To me, sustainable fashion means conducting the business of fashion the way it was always meant to be—looking towards the future, practising and building processes that are sustainable, respectful of the people involved and environmentally conscious. The objective is to nurture our treasure chest of handcrafted traditions by reviving, sustaining and empowering the arts and artisans by ensuring continuous work and creating livelihoods. Moreover, I firmly believe that women empowerment is also an important contributing factor to the sustainability movement. Hence, educating our women and providing her with skilled training is of utmost importance. Honestly, it’s about inculcating a conscious sense of living, and as designers, we design to that spiritual aesthetic. Every small effort contributes to the sustainability movement. I have always wanted to be sustainable, and as soon I had the resources, I embarked on the journey immediately.
What is the biggest challenge or problem the fashion industry needs to tackle right now?
Currently, the fashion industry has been touted as one of the most polluting industries in the world. In addition to the rampant textile waste that comes from the public consumption of fast fashion (the buying, wearing and disposing of a garment after only a few wears), there are also important issues corresponding to the release of toxic chemicals and poisonous gases into water and air leading to environmental degradation. The need of the hour is to learn how to dispose of, recycle, upcycle and produce responsibly and make the necessary changes on a war footing. The government too needs to provide an enabling policy, legal & regulatory framework promoting ‘circular’ clothing system; encouraging responsible sourcing of raw materials, ensuring a safe & decent work environment, fair living wages and setting up large-scale recycling facilities to deal with pre & post-consumer fabric, and textile waste (in a scientific, environmentally and socially responsible manner). These are some of the significant ways to bring about change.
Do you think the future of fashion is sustainable?

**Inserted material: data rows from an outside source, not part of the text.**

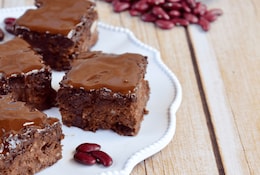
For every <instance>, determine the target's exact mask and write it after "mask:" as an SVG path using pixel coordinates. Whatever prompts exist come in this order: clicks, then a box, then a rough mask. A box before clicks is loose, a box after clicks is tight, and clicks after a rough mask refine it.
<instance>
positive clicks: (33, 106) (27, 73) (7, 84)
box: [0, 38, 56, 110]
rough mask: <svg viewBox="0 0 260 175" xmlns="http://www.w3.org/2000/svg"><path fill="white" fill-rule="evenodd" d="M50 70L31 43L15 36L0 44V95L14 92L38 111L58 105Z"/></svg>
mask: <svg viewBox="0 0 260 175" xmlns="http://www.w3.org/2000/svg"><path fill="white" fill-rule="evenodd" d="M51 74H52V73H51V69H50V68H49V67H48V66H45V64H43V62H42V59H41V56H40V55H38V54H36V53H35V52H34V51H33V50H32V49H31V48H30V45H29V44H28V43H26V42H25V41H24V40H22V39H20V38H14V39H13V40H10V41H8V42H6V43H4V44H1V45H0V94H1V95H5V94H7V93H11V94H12V96H13V98H14V99H16V100H19V101H24V102H26V103H27V104H28V105H30V106H32V107H35V108H37V109H39V110H43V109H47V108H50V107H52V106H54V105H56V99H55V98H56V91H55V90H54V89H52V87H51Z"/></svg>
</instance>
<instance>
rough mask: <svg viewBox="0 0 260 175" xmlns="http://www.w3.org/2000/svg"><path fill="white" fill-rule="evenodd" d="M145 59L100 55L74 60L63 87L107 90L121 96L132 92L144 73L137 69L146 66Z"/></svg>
mask: <svg viewBox="0 0 260 175" xmlns="http://www.w3.org/2000/svg"><path fill="white" fill-rule="evenodd" d="M146 61H147V60H146V58H145V57H144V56H142V55H139V54H133V53H125V54H121V55H112V54H101V55H100V56H95V57H94V58H90V59H79V60H75V61H74V62H73V64H72V69H71V70H70V71H69V72H68V73H67V76H66V78H65V79H64V80H63V85H68V86H70V85H71V86H73V87H77V88H81V87H82V88H84V89H86V90H92V89H100V88H108V89H110V90H112V91H113V92H121V93H123V94H127V93H131V92H133V91H134V88H135V87H136V85H137V83H138V82H139V80H140V78H143V76H144V73H143V72H141V69H139V67H140V66H143V65H146V64H144V63H146Z"/></svg>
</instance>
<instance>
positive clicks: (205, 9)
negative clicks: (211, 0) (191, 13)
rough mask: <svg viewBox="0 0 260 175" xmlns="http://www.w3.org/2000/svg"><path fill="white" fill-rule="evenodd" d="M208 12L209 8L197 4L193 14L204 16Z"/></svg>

I firmly believe that sustainable fashion is the future—not only in India but globally as well. There has been a remarkable increase in the demand for organic or sustainable clothing today. Eco-apparel and organic textiles are a rapidly growing market, which is creating opportunities for companies, employees and the environment. As opposed to fast fashion, that offers customers more and more clothes (so that they can keep up with ever-evolving trends), sustainability encourages people to buy less so that they discard less. This has led to consumers re-examining their tendency to over-buy and under-wear apparel—consequently leading to a higher demand for sustainable apparel. Sustainable clothing feels great— whether these are easy breathing handwoven fabrics, beautiful textures in environmentally friendly Kala or the exclusivity of a careful hand-embroidered dress. What's encouraging is that more people are choosing these benefits in addition to demanding change in how the fashion industry approaches production and its effect on the environment. Needless to say, there isn’t any way for fashion to survive as an industry without choosing sustainability.
What are your top tips for others trying to lead more sustainable lives?
Sustainable living is a way of life and fashion forms part of that. I would like to urge people to ask questions when it comes to sustainable fashion— know where your article of clothing has come from, what are the conditions the artisans live in, how much does this one article contribute to that person’s life, etc. Be fair to the planet and also ask questions about how many wears you see from the garment. Last but not least, understand it's an investment, so value these pieces and cherish them for a long time.